URLs automatically converted to links can include a final slash part of the URL.
If the URL contains a final slash, the link generated ignores it, breaking some links:
Content-Type: text/html;
charset=utf-8
Content-Transfer-Encoding: 8bit
<a href="http://google.com">http://google.com</a>/<br>
http://google.comK-9 Mail version: 5.008
Android version: 6.0
Account type (IMAP, POP3, WebDAV/Exchange): IMAP
A bug in the HtmlConverter. Confirmed and found exact behaviour using a unit test:
If a link is followed by a new line or a space the slash will be missed. Hence even though the second and third pass, the bug exists and is demonstrated by 4-6.
@Test
public void testLinks() {
String text = "http://www.google.com";
String result = HtmlConverter.textToHtml(text);
assertEquals("<pre class=\"k9mail\"><a href=\"http://www.google.com\">http://www.google.com</a></pre>", result);
text = "http://www.google.com/";
result = HtmlConverter.textToHtml(text);
assertEquals("<pre class=\"k9mail\"><a href=\"http://www.google.com/\">http://www.google.com/</a></pre>", result);
text = "http://google.com/";
result = HtmlConverter.textToHtml(text);
assertEquals("<pre class=\"k9mail\"><a href=\"http://google.com/\">http://google.com/</a></pre>", result);
text = "http://google.com/ ";
result = HtmlConverter.textToHtml(text);
assertEquals("<pre class=\"k9mail\"><a href=\"http://google.com/\">http://google.com/</a> </pre>", result);
text = "http://google.com/ \n";
result = HtmlConverter.textToHtml(text);
assertEquals("<pre class=\"k9mail\"><a href=\"http://google.com/\">http://google.com/</a> <br></pre>", result);
text = "http://google.com/\n";
result = HtmlConverter.textToHtml(text);
assertEquals("<pre class=\"k9mail\"><a href=\"http://google.com/\">http://google.com/</a><br></pre>", result);
}
Unfortunately we're using a nasty regex to extract URIs:
private static final Pattern WEB_URL_PATTERN = Pattern.compile(
"((?:(http|https|Http|Https|rtsp|Rtsp):\\/\\/(?:(?:[a-zA-Z0-9\\$\\-\\_\\.\\+\\!\\*\\'\\(\\)"
+ "\\,\\;\\?\\&\\=]|(?:\\%[a-fA-F0-9]{2})){1,64}(?:\\:(?:[a-zA-Z0-9\\$\\-\\_"
+ "\\.\\+\\!\\*\\'\\(\\)\\,\\;\\?\\&\\=]|(?:\\%[a-fA-F0-9]{2})){1,25})?\\@)?)?"
+ "((?:(?:[" + GOOD_IRI_CHAR + "][" + GOOD_IRI_CHAR + "\\-]{0,64}\\.)+" // named host
+ TOP_LEVEL_DOMAIN_STR_FOR_WEB_URL
+ "|(?:(?:25[0-5]|2[0-4]" // or ip address
+ "[0-9]|[0-1][0-9]{2}|[1-9][0-9]|[1-9])\\.(?:25[0-5]|2[0-4][0-9]"

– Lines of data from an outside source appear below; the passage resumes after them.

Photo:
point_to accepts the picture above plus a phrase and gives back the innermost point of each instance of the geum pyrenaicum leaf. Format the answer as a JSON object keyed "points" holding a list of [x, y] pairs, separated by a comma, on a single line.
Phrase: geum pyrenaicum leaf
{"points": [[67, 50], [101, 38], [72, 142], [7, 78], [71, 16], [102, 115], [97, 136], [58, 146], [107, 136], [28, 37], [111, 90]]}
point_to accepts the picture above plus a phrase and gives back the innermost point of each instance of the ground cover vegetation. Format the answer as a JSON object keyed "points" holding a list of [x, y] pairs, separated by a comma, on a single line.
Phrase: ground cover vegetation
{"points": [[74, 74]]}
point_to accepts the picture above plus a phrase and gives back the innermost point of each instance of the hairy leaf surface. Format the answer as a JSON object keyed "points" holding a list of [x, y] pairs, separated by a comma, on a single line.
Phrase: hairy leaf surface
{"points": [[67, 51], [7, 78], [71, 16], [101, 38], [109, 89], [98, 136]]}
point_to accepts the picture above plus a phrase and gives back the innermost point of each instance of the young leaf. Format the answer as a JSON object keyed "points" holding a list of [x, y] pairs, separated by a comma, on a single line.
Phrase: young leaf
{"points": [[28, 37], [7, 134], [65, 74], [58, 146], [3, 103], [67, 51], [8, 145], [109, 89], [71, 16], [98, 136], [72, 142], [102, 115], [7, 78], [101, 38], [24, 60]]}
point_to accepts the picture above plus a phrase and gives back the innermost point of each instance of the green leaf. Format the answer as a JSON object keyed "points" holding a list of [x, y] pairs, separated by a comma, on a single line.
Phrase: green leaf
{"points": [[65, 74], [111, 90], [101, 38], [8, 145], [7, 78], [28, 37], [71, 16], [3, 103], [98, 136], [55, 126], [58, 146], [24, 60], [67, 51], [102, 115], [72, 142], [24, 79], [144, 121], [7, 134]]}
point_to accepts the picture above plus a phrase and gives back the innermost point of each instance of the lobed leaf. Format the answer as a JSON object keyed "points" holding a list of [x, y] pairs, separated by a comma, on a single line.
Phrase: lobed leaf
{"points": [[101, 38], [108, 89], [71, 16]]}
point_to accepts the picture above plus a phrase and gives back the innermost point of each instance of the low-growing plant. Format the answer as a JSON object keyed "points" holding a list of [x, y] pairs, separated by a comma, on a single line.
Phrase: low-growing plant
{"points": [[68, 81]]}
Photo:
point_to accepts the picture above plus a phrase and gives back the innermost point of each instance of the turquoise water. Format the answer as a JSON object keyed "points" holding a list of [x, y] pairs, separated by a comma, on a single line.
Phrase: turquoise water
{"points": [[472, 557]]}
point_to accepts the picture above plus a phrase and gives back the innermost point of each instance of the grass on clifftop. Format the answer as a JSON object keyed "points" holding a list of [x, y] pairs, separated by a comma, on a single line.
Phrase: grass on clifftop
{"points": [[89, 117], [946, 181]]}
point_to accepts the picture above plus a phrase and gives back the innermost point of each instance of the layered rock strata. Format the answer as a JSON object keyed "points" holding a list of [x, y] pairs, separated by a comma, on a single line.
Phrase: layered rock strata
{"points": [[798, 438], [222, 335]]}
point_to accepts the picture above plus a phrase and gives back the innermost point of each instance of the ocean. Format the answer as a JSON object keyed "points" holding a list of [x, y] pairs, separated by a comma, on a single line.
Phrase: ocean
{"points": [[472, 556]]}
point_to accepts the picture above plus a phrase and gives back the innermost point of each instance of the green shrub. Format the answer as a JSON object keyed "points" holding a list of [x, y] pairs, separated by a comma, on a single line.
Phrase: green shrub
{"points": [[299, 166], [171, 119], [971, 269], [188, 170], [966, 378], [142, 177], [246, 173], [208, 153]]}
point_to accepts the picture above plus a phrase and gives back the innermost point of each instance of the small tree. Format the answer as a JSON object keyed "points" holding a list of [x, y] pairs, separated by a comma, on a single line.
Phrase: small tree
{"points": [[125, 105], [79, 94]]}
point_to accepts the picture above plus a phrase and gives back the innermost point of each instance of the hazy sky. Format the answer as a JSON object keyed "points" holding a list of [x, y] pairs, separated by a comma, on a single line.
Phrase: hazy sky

+ "|[0-1][0-9]{2}|[1-9][0-9]|[1-9]|0)\\.(?:25[0-5]|2[0-4][0-9]|[0-1]"
+ "[0-9]{2}|[1-9][0-9]|[1-9]|0)\\.(?:25[0-5]|2[0-4][0-9]|[0-1][0-9]{2}"
+ "|[1-9][0-9]|[0-9])))"
+ "(?:\\:\\d{1,5})?)" // plus option port number
+ "(\\/(?:(?:[" + GOOD_IRI_CHAR + "\\;\\/\\?\\:\\@\\&\\=\\#\\~" // plus option query params
+ "\\-\\.\\+\\!\\*\\'\\(\\)\\,\\_])|(?:\\%[a-fA-F0-9]{2}))*)?"
+ "(?:\\b|$)"); // and finally, a word boundary or end of
The approach to fixing this must involve lots of unit tests to cover as many valid cases as possible to avoid breaking something.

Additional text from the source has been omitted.